Scorer For Description
GenScorer generate_until tasks Configurable generation scoring
LLScorer loglikelihood / multiple_choice tasks Log-likelihood based scoring
ChoiceMatchScorer generate_until tasks Extract and match a letter answer (A/B/C/D)
FirstTokenScorer generate_until tasks Score based on the first generated token
RegexExtractionScorer generate_until tasks Extract an answer using a regex pattern

Configuring scorers in YAML

Scorers are configured via the scorer field or are auto-configured by formats:

# Explicit scorer configuration
scorer:
  type: regex_extraction
  kwargs:
    regex_pattern: "The answer is (\\w+)"
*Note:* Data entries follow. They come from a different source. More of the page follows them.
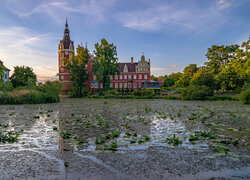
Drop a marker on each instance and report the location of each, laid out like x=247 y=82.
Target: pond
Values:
x=143 y=139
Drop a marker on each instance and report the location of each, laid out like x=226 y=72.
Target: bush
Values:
x=144 y=92
x=220 y=98
x=194 y=92
x=245 y=94
x=27 y=97
x=6 y=86
x=111 y=92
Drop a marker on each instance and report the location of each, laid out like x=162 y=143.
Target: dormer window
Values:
x=125 y=68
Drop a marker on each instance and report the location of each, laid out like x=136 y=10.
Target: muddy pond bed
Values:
x=125 y=139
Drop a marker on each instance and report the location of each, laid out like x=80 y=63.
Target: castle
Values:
x=133 y=75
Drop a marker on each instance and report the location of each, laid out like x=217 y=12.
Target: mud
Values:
x=126 y=139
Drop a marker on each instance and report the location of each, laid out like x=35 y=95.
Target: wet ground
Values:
x=125 y=139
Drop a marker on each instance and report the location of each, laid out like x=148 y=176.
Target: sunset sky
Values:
x=172 y=33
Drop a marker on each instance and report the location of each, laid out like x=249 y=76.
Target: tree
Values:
x=153 y=78
x=1 y=73
x=204 y=77
x=23 y=76
x=78 y=72
x=106 y=62
x=220 y=55
x=171 y=79
x=190 y=70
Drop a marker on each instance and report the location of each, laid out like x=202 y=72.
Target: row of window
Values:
x=126 y=77
x=117 y=85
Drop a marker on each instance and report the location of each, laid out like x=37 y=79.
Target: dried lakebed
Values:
x=125 y=139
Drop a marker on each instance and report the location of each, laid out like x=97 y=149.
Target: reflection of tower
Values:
x=65 y=51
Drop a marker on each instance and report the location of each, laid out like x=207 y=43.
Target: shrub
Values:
x=111 y=92
x=144 y=92
x=6 y=86
x=194 y=92
x=245 y=94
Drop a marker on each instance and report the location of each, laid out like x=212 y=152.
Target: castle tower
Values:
x=65 y=50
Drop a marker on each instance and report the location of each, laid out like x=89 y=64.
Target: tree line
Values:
x=227 y=70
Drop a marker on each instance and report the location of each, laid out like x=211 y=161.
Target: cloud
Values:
x=45 y=72
x=22 y=46
x=57 y=9
x=223 y=4
x=175 y=17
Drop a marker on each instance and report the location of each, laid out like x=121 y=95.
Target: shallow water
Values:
x=67 y=159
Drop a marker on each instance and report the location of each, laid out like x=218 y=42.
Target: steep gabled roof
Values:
x=131 y=67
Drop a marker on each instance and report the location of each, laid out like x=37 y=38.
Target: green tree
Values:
x=106 y=62
x=170 y=80
x=1 y=73
x=190 y=70
x=184 y=81
x=78 y=72
x=220 y=55
x=204 y=77
x=23 y=76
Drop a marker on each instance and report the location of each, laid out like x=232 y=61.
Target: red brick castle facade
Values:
x=133 y=75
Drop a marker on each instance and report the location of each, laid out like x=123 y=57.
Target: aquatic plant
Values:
x=10 y=136
x=174 y=140
x=116 y=134
x=65 y=134
x=141 y=141
x=54 y=128
x=146 y=138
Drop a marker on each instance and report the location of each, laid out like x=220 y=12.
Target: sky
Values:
x=172 y=33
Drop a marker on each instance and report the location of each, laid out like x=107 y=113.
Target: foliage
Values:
x=219 y=56
x=10 y=136
x=184 y=81
x=171 y=79
x=78 y=72
x=23 y=76
x=111 y=92
x=6 y=86
x=106 y=62
x=195 y=92
x=203 y=77
x=245 y=94
x=144 y=92
x=190 y=70
x=1 y=73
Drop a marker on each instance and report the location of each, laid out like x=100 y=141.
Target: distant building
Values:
x=65 y=50
x=6 y=72
x=133 y=75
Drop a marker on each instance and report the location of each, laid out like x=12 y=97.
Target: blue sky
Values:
x=172 y=33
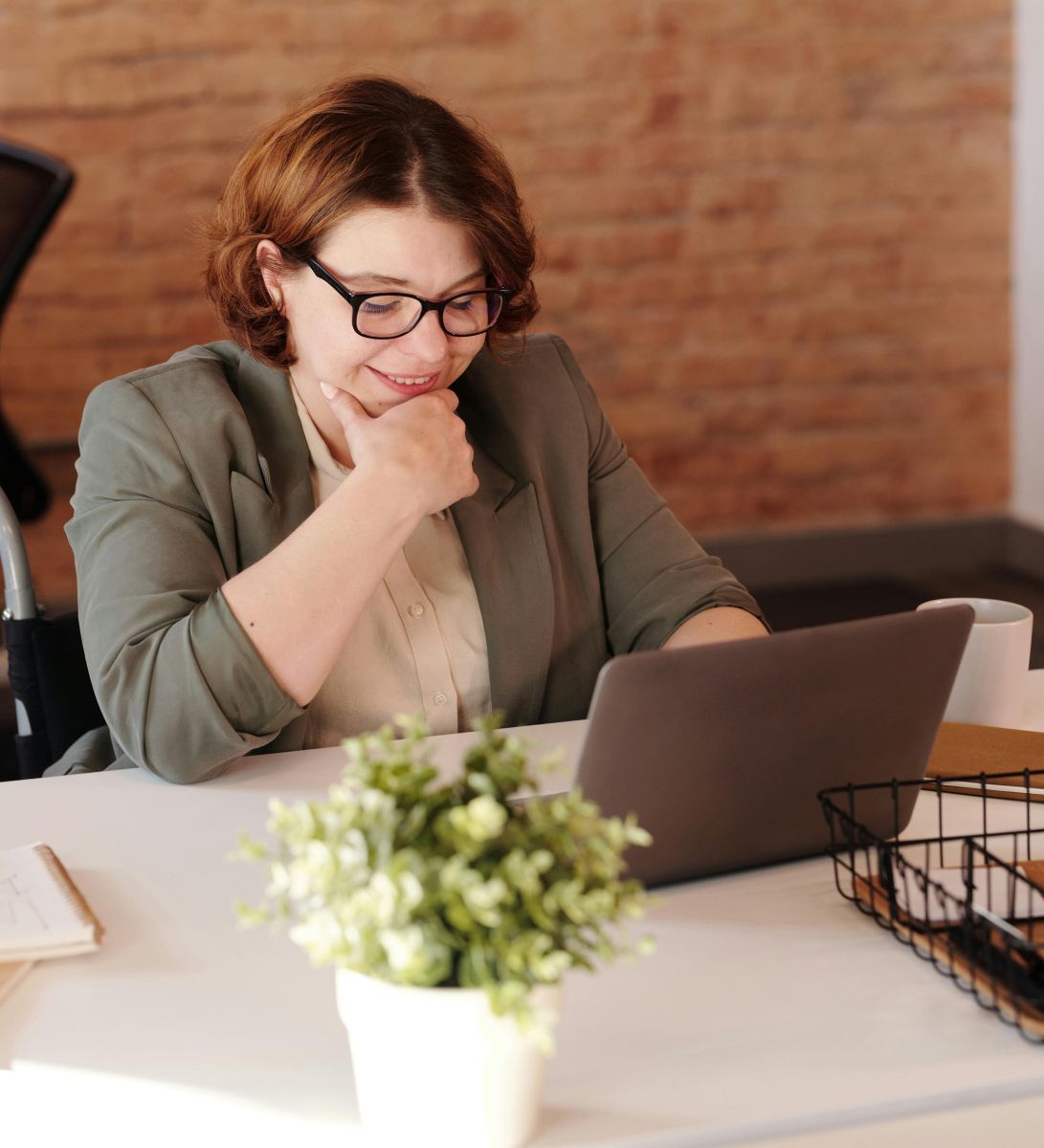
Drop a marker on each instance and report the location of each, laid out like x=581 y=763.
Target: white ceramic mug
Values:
x=990 y=687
In practice, most tasks use the implicit scorer that is set up by the filter_list and metric_list fields, or by the formats field if using prompt formats.

Precedence rules

When the harness resolves scoring configuration, the precedence is:

  1. Explicit configfilter_list / metric_list in the YAML or passed as overrides
  2. Scorer class defaultsdefault_filter_cfg / default_metric_cfg ClassVars on the scorer
  3. Fallbacknoop filter / output-type-appropriate default metrics

Repeats and reduction

When repeats > 1, the model runs on each document multiple times (useful for self-consistency or sampling-based evaluation):

repeats: 64

Each repeat produces a separate response, and the reduction function collapses them:

metric_list:
  - metric: exact_match
    reduction: mean          # Average across 64 repeats

The default reduction is take_first — only the first repeat is scored. For self-consistency patterns, combine repeats with filter pipelines that do majority voting (see Filters).

Per-pipeline metrics

When using multiple filter pipelines, each pipeline can have its own metrics:

filter_list:
  - name: "strict-match"
    filter:
      - function: "regex"
        regex_pattern: "The answer is (\\d+)"
      - function: "take_first"
    metric_list:
      - metric: exact_match

  - name: "flexible-match"
    filter:
      - function: "take_first"
    metric_list:
      - metric: exact_match
        ignore_case: true

If a pipeline doesn't specify metric_list, it inherits the task-level metric_list.

Custom metrics

For metrics not built into the harness, you can use !function to reference a Python function:

metric_list:
  - metric: !function utils.my_custom_metric
    aggregation: mean
    higher_is_better: true

For more details on implementing custom metrics, including the Metric[_T, _K] generic class and registration, see Custom Metrics & Filters.